Fernando López D’Alesandro

25.04.2019

El giro a la derecha de América Latina ilusiona a conservadores y derechistas uruguayos por igual. La esperanza de recuperar el gobierno responde a muchas razones, desde los números de las contradictorias encuestas, hasta el franco rechazo y sin igual repugnancia que sienten por los quince años de gobierno frenteamplista.

Aquellos que en 2005 supusieron una experiencia efímera, y que durante la presidencia de José Mujica sufrieron la proyección internacional del "Pepe" como algo inconcebible, hoy, producto del desgaste de la izquierda, la vejez de sus dirigentes y sus errores, se ilusionan con el final de un ciclo.

La imagen que buscan instalar quiere mostrar un país en caos, pobre y empobrecido, en crisis terminal, marchando a paso redoblado hacia Venezuela o un símil tan caótico como autoritario. Si nos atenemos al discurso conservador, las calles del Uruguay bullen de muertos, violencia y hambre, en una suerte de guerra social sin parangón en la historia del país. La crisis económica dispararía una inflación incontenible, una desocupación irreversible, quiebras en cadena, escasez y miseria. Confunden su deseo con la realidad. 

La oposición conservadora y la derecha marchan como sonámbulos; caminan sin ver, chocando con lo que encuentran a su paso, creyendo que los obstáculos son precipicios, que las dificultades son puntos finales. Son, todos, el producto de la desorientación, y creen que los yerros del Frente Amplio y de su gobierno son hechos terminales, errores insalvables, sin marcha atrás. En este escenario, apenas de clases en lucha, los conservadores buscan la salida calma, las derechas, impacientes, añoran Brasil -otra vez- y la solución crítica, ante una realidad que les molesta, porque no está todo lo mal que creyeron, ni todo lo crítico que necesitan. Y peor aún, "los comunistas" -o sea, todo el Frente Amplio- ni resultó tan ineficaz ni expropió a diestra y siniestra, ni instaló la república roja. 

La derecha tan sinuosa

Esa parte de la sociedad uruguaya que cree en un orden natural fundado en la jerarquía, la obediencia y la opción autoritaria de gobierno, tuvieron en Edgard Novick su primera esperanza. Pero aquél estilo prepotente no cuajó ni en su partido y en ese segmento del Uruguay que espera hacer del país un cuartel. Su proclamada "tolerancia cero" a la delincuencia mientras te mira desde los carteles con cara de enojo borderline, no tuvo mucha aceptación y la emigración de sus cuadros políticos y técnicos a otras tiendas fue el síntoma más evidente de su fracaso. El general Guido Manini Ríos, por el contrario, tiene mejores tradiciones e ideas para canalizar a la derecha.

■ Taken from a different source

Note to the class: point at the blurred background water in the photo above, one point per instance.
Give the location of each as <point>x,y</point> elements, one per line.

Descendiente de una familia de larga tradición conservadora, su abuelo Pedro fundó la derecha colorada moderna y su tío Carlos fue el último gran intelectual conservador del país. Su hermano, Hugo, fue fundador de la Juventud Uruguaya de Pie, así que las tradiciones de la derecha son conocidas por Guido y su familia. El ascenso a general de Manini Ríos es producto de una de las tantas paradojas del MPP, y de su extraña relación con las Fuerzas Armadas. En su discurso de despedida en el entierro de Fernández Huidobro parecía más su viuda que un subordinado. 

Manini Ríos expresa, en principio, el mensaje antipolítico de la derecha autoritaria y militarista. Su discurso inaugural en Rivera centró sus dardos en los salarios de los políticos, como si su reducción drástica fuera la clave para enjugar el déficit. Militar y de derecha, es la dupla ideológica y cultural habitual de la "anti política"; de ahí al mesianismo hay un paso, o una tentación en la que es muy fácil caer para aquellos que se creen la quintaescencia de la nación. 

Manini Ríos no pudo ser "víctima" del gobierno frenteamplista, hasta que sus impertinencias inconstitucionales llegaron al límite de cuestionar a la justicia porque osaba juzgar a sus pares, como si el uniforme te eximiera de la ley general. El manejo equivocado que hizo el gobierno del tribunal de honor a José Gavazzo y a Jorge Silveira no exime al General Guido de haber utilizado su cargo de Comandante en Jefe para lanzar su carrera política, fundada en esa visión cuartelera que pretenden extender a todo el país. La derecha militar y sus acólitos aprendieron que el cuartelazo está en cuarteles de invierno, y que sin un cierto consenso social estructurado y con expresión propia, poco se puede lograr. A la larga la militarización de la sociedad termina en un regreso a los campamentos más o menos bochornoso. Esa derecha sabe que necesita de apoyos sociales y cierta validación de la gente para realizar su proyecto. "Cabildo Abierto" expresa esas intenciones, desde una raíz de perfil hispanista, casi tan integrista y católica como su candidato a presidente. La novedad, por ahora, es la ocupación del espacio que Novick supuso tener y que encontró una mejor realización entre los galones de Don Guido. La cortedad de la propuesta de la derecha habilita, entonces, el crecimiento del espacio conservador. 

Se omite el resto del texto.